We enrolled patients from a nationwide database who underwent hip fracture surgery between 2010 and 2018. The primary outcome was in-hospital mortality. The secondary outcomes were in-hospital systemic complications. The association between the seasonality and in-hospital outcomes was investigated using multivariable Cox, logistic regression and causal mediation analysis.

RESULTS

With 425 856 patients (mean age 83.5 years; 79% women), overall in-hospital mortality was 5324 (1.2%). Fall and winter were associated with a higher mortality than spring (hazard ratio [HR] 1.16; P < 0.001; HR 1.14; P = 0.001, respectively).
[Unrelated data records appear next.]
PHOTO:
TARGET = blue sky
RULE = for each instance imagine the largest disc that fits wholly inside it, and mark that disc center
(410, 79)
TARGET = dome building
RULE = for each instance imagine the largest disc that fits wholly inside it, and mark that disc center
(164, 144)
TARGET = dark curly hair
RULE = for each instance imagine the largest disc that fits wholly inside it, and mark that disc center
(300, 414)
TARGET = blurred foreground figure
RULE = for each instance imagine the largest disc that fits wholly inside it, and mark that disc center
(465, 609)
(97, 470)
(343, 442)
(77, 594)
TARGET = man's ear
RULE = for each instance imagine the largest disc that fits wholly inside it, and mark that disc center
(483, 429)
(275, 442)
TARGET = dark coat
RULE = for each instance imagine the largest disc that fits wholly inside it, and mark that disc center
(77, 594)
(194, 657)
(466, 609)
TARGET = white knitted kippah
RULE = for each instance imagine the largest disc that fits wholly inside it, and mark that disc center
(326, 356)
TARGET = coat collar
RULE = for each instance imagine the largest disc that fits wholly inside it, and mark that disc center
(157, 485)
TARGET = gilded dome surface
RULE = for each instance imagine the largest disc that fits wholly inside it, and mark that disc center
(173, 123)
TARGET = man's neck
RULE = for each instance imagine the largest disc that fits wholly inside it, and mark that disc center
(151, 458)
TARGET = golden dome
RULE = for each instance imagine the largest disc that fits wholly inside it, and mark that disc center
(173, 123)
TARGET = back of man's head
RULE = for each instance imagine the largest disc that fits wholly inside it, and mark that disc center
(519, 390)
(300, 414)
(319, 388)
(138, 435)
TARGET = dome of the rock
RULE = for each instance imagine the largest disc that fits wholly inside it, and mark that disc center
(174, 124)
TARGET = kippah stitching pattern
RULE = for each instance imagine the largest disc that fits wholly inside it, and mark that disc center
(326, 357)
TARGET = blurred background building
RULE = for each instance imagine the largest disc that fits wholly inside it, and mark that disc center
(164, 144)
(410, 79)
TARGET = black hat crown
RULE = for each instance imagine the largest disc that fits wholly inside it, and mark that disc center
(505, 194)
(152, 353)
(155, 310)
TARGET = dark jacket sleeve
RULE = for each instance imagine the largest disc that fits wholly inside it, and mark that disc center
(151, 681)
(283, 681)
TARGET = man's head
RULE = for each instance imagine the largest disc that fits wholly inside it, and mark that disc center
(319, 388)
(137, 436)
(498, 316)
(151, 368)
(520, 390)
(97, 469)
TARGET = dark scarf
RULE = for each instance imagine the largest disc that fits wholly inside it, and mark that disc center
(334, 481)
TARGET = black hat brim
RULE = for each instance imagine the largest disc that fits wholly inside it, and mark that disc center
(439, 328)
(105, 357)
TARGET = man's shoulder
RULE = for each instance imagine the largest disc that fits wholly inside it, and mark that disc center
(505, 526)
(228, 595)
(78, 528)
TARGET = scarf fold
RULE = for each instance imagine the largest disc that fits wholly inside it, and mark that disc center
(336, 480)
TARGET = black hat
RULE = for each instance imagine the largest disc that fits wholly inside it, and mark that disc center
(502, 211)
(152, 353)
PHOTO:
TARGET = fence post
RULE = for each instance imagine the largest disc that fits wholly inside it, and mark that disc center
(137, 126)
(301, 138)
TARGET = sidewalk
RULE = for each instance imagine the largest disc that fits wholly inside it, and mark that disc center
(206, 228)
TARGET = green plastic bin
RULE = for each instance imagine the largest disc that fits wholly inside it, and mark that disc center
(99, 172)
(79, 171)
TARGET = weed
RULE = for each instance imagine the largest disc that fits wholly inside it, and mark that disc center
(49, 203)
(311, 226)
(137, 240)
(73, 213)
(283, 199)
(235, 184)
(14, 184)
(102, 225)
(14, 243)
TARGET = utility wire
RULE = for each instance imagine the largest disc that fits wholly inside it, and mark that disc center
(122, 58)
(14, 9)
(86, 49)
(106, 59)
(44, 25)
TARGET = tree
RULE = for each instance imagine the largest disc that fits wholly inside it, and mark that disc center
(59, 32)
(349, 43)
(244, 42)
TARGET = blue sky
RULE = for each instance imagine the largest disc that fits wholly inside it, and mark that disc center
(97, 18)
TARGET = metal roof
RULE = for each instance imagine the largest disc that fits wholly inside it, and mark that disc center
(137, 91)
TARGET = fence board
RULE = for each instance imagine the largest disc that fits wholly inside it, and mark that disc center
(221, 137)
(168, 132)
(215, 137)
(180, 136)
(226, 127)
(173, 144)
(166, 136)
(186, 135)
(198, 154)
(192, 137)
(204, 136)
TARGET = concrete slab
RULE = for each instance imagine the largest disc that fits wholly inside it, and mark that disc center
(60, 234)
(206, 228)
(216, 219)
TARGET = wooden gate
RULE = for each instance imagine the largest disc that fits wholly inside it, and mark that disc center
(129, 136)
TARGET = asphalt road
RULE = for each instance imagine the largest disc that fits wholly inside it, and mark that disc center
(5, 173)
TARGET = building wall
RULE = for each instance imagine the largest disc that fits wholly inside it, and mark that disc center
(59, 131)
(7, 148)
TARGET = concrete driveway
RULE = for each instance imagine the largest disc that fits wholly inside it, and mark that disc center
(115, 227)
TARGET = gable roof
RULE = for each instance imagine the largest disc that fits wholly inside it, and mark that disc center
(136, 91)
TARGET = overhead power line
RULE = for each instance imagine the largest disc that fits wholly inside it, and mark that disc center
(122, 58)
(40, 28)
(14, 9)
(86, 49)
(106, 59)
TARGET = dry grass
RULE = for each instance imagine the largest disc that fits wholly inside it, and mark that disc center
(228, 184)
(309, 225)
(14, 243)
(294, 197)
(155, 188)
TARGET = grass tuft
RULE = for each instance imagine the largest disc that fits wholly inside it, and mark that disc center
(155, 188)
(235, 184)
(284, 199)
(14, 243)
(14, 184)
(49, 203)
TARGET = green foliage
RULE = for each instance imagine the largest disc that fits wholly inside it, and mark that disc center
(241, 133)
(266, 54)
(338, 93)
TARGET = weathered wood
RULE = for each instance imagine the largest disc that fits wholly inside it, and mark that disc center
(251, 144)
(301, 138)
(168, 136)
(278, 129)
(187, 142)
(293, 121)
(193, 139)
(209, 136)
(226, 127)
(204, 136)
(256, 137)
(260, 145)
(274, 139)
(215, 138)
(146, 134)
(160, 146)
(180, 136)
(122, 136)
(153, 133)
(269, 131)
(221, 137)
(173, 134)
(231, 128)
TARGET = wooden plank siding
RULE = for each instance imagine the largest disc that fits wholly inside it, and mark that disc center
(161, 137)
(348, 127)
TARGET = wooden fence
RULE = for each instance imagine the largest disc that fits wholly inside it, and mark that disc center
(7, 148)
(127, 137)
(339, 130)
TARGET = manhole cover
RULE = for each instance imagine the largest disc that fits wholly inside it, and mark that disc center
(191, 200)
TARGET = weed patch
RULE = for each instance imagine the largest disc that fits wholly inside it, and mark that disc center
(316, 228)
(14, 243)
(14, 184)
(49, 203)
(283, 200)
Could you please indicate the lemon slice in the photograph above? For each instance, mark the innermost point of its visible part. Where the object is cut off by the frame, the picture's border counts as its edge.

Across all the seasons, there were 36 834 overall systemic complications (8.6%), with respiratory infection being the most frequent (18 637 [4.4%]). Among these complications, only respiratory infection showed seasonal variation, with a higher prevalence in fall and winter. The mediated effect of respiratory infection on mortality was significantly higher in fall and winter compared with spring (fall, HR 1.06, proportion mediated 36.7%; winter, HR 1.14, proportion mediated 55.0%; all P < 0.001).

CONCLUSIONS

We found a significantly higher mortality in fall and winter after hip fracture surgery. Specifically, in winter, the increased in-hospital death was largely attributed to the increased incidence of respiratory infection. Geriatr Gerontol Int 2021; 21: 398-403.

摘要

目的

在接受髋部骨折手术的老年患者中,先前的研究表明住院手术并发症存在季节性变化。然而,髋部骨折手术后,关于季节性对死亡率和全身并发症的影响知之甚少。在本研究中,我们评估了死亡率和住院期间全身并发症是否受季节性差异的影响。

方法

我们纳入了 2010 年至 2018 年期间在全国数据库中接受髋部骨折手术的患者。主要结局是住院期间的死亡率。次要结局是住院期间的全身并发症。使用多变量 Cox、逻辑回归和因果中介分析来研究季节性与住院结局之间的关系。

结果

共纳入 425856 例患者(平均年龄 83.5 岁,79%为女性),共有 5324 例(1.2%)患者在院死亡。与春季相比,秋季和冬季的死亡率更高(风险比 [HR] 1.16;P<0.001;HR 1.14;P=0.001)。在所有季节中,共有 36834 例(8.6%)患者发生全身并发症,其中最常见的是呼吸道感染(18637 例[4.4%])。在这些并发症中,只有呼吸道感染存在季节性变化,秋季和冬季的发生率更高。与春季相比,秋季和冬季呼吸道感染对死亡率的中介效应显著更高(秋季,HR 1.06,中介效应比例为 36.7%;冬季,HR 1.14,中介效应比例为 55.0%;均 P<0.001)。

结论

我们发现髋部骨折手术后秋季和冬季的死亡率显著更高。具体来说,在冬季,住院死亡增加主要归因于呼吸道感染发生率的增加。